Iris si iv line profiles: An indication for the plasmoid instability during small-scale magnetic reconnection on the sun

TL;DR

This study uses IRIS spectroscopic data to analyze small-scale solar reconnection events, finding that plasmoid instability, rather than Petschek reconnection, likely explains the observed line profiles and fast reconnection processes.

Contribution

It provides observational evidence supporting plasmoid instability as the mechanism for fast magnetic reconnection in small-scale solar events.

Findings

Line profiles show complex structures with bright cores and broad wings.

Profiles are consistent with plasmoid instability, not Petschek mechanism.

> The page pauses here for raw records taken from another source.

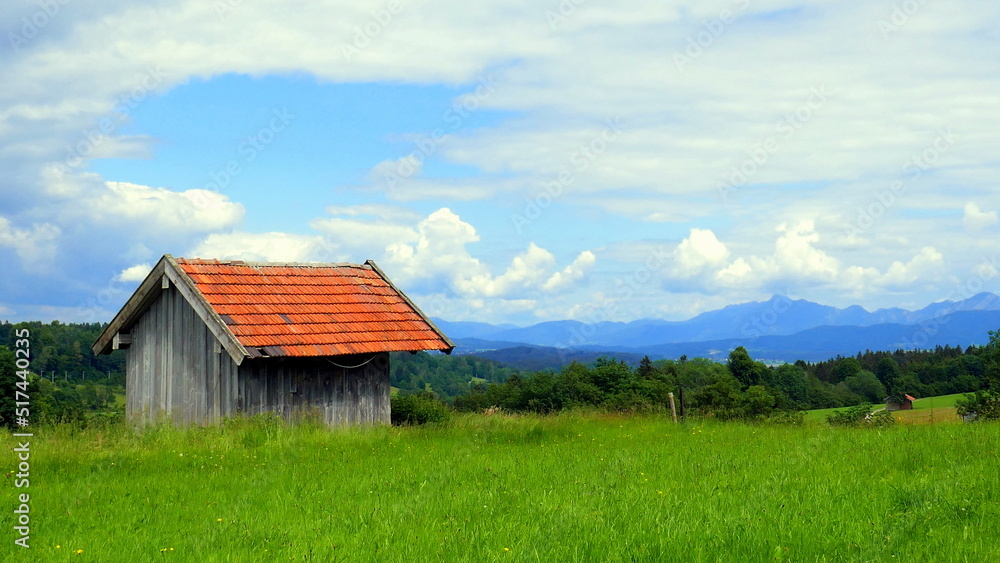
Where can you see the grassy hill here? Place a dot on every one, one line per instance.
(561, 488)
(939, 409)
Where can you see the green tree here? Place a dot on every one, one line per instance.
(8, 378)
(865, 384)
(645, 369)
(846, 367)
(887, 371)
(741, 366)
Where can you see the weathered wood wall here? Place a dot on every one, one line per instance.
(175, 368)
(340, 396)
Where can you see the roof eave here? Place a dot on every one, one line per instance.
(426, 319)
(186, 286)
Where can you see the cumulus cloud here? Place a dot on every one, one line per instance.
(700, 250)
(266, 247)
(975, 219)
(575, 271)
(35, 246)
(684, 130)
(797, 260)
(160, 208)
(135, 273)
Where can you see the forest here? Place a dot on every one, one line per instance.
(73, 384)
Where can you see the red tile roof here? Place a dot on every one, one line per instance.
(312, 310)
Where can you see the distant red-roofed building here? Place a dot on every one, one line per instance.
(897, 403)
(207, 339)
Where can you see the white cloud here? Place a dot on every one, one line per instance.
(36, 247)
(135, 273)
(266, 247)
(683, 131)
(575, 271)
(163, 209)
(976, 219)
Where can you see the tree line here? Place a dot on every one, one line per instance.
(76, 384)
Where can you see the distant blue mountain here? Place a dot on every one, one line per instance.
(779, 329)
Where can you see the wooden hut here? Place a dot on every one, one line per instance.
(207, 339)
(897, 403)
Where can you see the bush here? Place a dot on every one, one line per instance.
(861, 416)
(981, 405)
(419, 408)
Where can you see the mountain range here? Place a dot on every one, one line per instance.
(779, 329)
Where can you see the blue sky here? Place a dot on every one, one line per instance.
(517, 162)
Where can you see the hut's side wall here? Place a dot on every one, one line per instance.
(333, 388)
(175, 367)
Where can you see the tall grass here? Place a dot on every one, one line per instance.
(571, 487)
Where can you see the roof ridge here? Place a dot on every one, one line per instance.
(256, 264)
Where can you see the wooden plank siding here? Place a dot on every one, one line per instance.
(340, 396)
(177, 369)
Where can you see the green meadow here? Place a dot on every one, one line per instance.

Reconnection proceeds via plasmoid instability during small-scale solar events.

Abstract

Our understanding of the process of fast reconnection has undergone a dramatic change in the last 10 years driven, in part, by the availability of high-resolution numerical simulations that have consistently demonstrated the break-up of current sheets into magnetic islands, with reconnection rates that become independent of Lundquist number, challenging the belief that fast magnetic reconnection in flares proceeds via the Petschek mechanism that invokes pairs of slow-mode shocks connected to a compact diffusion region. The reconnection sites are too small to be resolved with images but these reconnection mechanisms, Petschek and the plasmoid instability, have reconnection sites with very different density and velocity structures and so can be distinguished by high-resolution line-profiles observations. Using IRIS spectroscopic observations we obtain a survey of typical line profiles produced by small-scale events thought to be reconnection sites on the Sun. Slit-jaw images are used to investigate the plasma heating and re-configuration at the sites. A sample of 15 events from two active regions is presented. The line profiles are complex with bright cores and broad wings extending to over 300 km/s. The profiles can be reproduced with the multiple magnetic islands and acceleration sites that characterise the plasmoid instability but not by bi-directional jets that characterise the Petschek mechanism. This result suggests that if these small-scale events are reconnection sites, then fast reconnection proceeds via the plasmoid instability, rather than the Petschek mechanism during small-scale reconnection on the Sun.